Millions lined up, arms out, the moment the vaccine was available.
For others, it took longer to find a reason, to do the research, to get comfortable with the idea, to find the right moment in an overcrowded schedule.
For Linda Quinn, the right moment came in the middle of a Friday morning grocery run.
There were shots at the shop, a voice on the radio reminded her.
COVID-19 vaccine for anyone who wanted it, right there at the corner of W. Broadway and Penn, on the way to Hy-Vee.
Quinn, who had just worked six days straight at her job at a treatment center, had been waiting for a day off to get vaccinated. She turned her car around and followed the "COVID-19 Vaccines Here" signs to Wilson's Image Barbers & Stylists in north Minneapolis.

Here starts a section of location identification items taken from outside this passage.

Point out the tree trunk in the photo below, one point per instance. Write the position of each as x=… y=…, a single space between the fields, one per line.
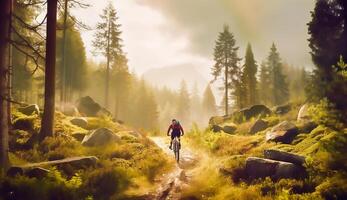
x=63 y=90
x=226 y=91
x=5 y=18
x=47 y=122
x=10 y=69
x=108 y=64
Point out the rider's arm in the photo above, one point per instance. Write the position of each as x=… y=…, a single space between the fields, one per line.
x=168 y=130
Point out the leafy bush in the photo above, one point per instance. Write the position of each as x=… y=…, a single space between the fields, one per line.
x=106 y=182
x=54 y=186
x=325 y=113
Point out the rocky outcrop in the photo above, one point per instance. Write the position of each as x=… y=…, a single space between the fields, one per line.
x=216 y=120
x=303 y=115
x=251 y=112
x=229 y=128
x=284 y=132
x=258 y=125
x=100 y=136
x=284 y=156
x=282 y=109
x=88 y=107
x=262 y=167
x=80 y=121
x=78 y=136
x=30 y=109
x=216 y=128
x=67 y=165
x=70 y=110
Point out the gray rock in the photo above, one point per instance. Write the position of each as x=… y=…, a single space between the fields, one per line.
x=216 y=128
x=283 y=132
x=15 y=170
x=303 y=115
x=67 y=165
x=30 y=109
x=79 y=136
x=307 y=127
x=80 y=121
x=100 y=136
x=251 y=112
x=258 y=125
x=284 y=156
x=230 y=129
x=216 y=120
x=70 y=110
x=261 y=168
x=37 y=172
x=87 y=106
x=282 y=109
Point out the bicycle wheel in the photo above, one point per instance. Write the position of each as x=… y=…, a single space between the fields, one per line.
x=177 y=150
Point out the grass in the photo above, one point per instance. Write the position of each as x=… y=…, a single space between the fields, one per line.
x=129 y=165
x=325 y=149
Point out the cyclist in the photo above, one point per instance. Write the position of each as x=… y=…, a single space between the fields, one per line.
x=177 y=131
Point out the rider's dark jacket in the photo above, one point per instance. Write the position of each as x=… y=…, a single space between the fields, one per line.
x=176 y=130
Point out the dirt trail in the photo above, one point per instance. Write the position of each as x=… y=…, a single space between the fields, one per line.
x=171 y=184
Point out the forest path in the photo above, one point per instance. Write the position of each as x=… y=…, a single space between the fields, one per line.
x=171 y=184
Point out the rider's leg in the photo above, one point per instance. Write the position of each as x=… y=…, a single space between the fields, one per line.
x=179 y=142
x=170 y=147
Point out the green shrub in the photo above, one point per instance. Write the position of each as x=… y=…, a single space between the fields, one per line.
x=106 y=182
x=325 y=113
x=50 y=188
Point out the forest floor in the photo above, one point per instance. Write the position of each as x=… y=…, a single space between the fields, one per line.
x=171 y=184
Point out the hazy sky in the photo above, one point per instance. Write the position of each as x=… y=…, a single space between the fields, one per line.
x=160 y=33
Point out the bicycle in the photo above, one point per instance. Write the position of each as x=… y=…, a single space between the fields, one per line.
x=176 y=148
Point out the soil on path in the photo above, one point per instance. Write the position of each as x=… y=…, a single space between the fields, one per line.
x=171 y=184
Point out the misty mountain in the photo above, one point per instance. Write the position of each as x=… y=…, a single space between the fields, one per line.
x=172 y=77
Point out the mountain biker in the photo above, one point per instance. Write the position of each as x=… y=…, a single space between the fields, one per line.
x=177 y=131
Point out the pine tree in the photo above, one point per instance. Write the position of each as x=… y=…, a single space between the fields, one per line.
x=328 y=41
x=279 y=86
x=47 y=122
x=5 y=21
x=226 y=60
x=75 y=72
x=264 y=84
x=145 y=112
x=209 y=102
x=195 y=104
x=108 y=42
x=249 y=80
x=121 y=86
x=183 y=104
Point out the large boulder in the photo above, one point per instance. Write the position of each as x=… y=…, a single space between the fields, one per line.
x=251 y=112
x=258 y=125
x=100 y=136
x=30 y=109
x=88 y=107
x=37 y=172
x=283 y=132
x=261 y=167
x=216 y=128
x=70 y=110
x=229 y=128
x=284 y=156
x=78 y=136
x=303 y=115
x=216 y=120
x=282 y=109
x=69 y=165
x=80 y=121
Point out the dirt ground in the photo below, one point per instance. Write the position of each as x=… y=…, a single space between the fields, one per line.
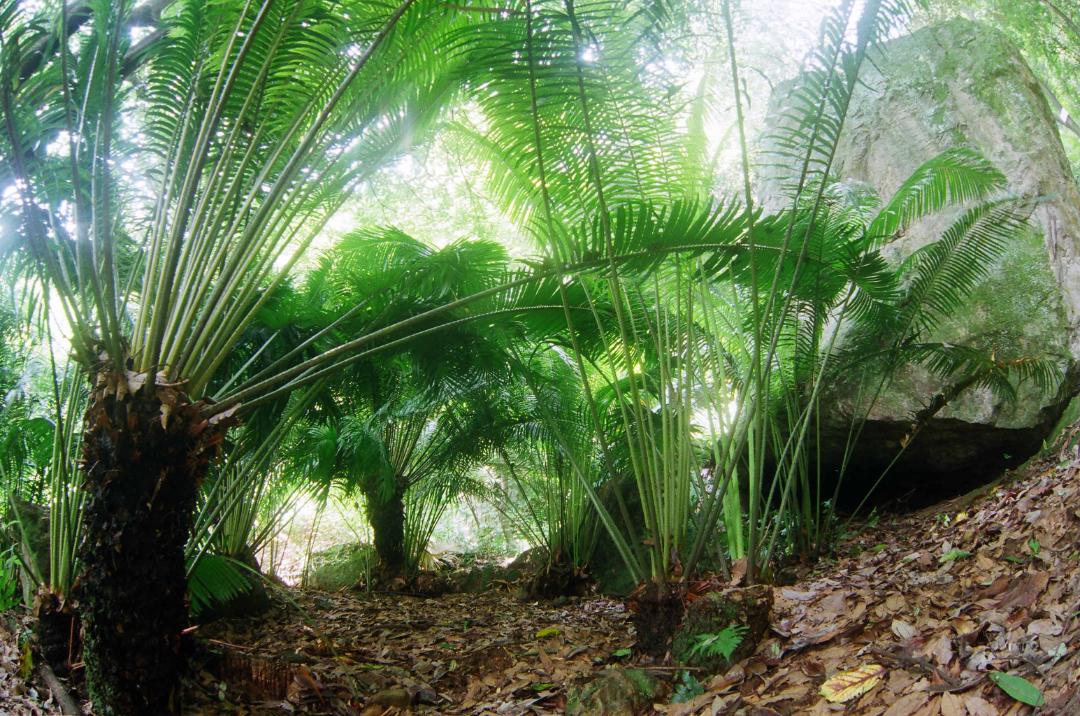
x=941 y=600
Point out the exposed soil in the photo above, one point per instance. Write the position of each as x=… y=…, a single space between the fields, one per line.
x=941 y=599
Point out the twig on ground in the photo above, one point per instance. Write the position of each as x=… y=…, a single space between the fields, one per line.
x=68 y=704
x=925 y=664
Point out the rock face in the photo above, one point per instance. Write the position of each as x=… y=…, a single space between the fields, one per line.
x=613 y=692
x=963 y=84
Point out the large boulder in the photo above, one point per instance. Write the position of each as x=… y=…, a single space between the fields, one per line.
x=955 y=84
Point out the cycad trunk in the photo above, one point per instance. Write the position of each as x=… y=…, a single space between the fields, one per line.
x=388 y=525
x=142 y=477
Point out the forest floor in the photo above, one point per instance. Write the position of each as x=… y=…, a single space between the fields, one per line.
x=940 y=598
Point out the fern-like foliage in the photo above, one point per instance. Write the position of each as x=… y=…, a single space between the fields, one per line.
x=723 y=644
x=215 y=580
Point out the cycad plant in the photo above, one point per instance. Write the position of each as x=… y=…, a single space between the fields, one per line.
x=163 y=242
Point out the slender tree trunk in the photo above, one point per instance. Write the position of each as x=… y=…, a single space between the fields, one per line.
x=142 y=478
x=388 y=525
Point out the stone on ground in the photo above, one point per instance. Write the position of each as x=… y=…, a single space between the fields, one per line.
x=961 y=84
x=615 y=692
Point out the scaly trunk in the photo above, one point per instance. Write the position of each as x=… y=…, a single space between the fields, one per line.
x=57 y=630
x=388 y=524
x=145 y=453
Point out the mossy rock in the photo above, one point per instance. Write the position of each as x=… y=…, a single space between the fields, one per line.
x=532 y=561
x=613 y=692
x=947 y=85
x=711 y=613
x=340 y=567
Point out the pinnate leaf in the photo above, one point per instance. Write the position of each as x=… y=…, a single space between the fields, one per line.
x=846 y=686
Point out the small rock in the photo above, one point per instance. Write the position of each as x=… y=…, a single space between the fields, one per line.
x=613 y=692
x=386 y=699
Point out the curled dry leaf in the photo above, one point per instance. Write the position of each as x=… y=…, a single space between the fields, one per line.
x=846 y=686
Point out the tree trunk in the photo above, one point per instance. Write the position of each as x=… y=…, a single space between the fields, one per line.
x=388 y=524
x=144 y=455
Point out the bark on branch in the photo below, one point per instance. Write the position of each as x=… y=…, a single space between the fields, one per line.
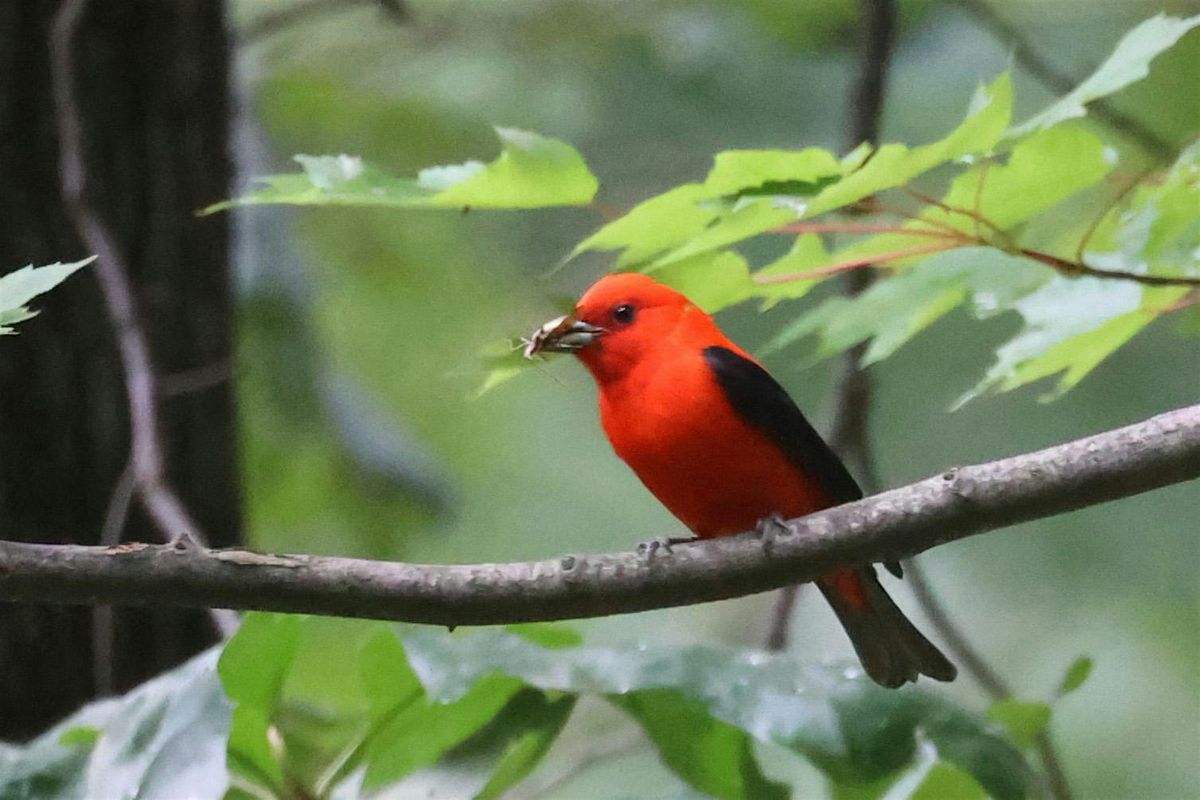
x=891 y=525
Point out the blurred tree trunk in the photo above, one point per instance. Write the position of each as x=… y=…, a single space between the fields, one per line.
x=151 y=86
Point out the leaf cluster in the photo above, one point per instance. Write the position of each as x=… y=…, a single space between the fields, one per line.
x=473 y=715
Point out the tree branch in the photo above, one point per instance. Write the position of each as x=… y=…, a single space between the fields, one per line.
x=886 y=527
x=147 y=461
x=849 y=433
x=1060 y=82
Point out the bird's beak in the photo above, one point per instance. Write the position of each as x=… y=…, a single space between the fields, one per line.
x=562 y=335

"I feel much safer having it," said Quinn, who asked a series of careful questions about the vaccine and its effects before she rolled up her sleeve in the mobile vaccination clinic parked outside the barbershop. "I feel relieved that it's done. … I'm going to feel much safer returning to work and being around people. But I'm still going to keep on my mask."
The delta variant — deadlier and more contagious than the COVID-19 that's already killed thousands of Minnesotans — is spreading fast. The race is on to reach the unvaccinated before the virus does.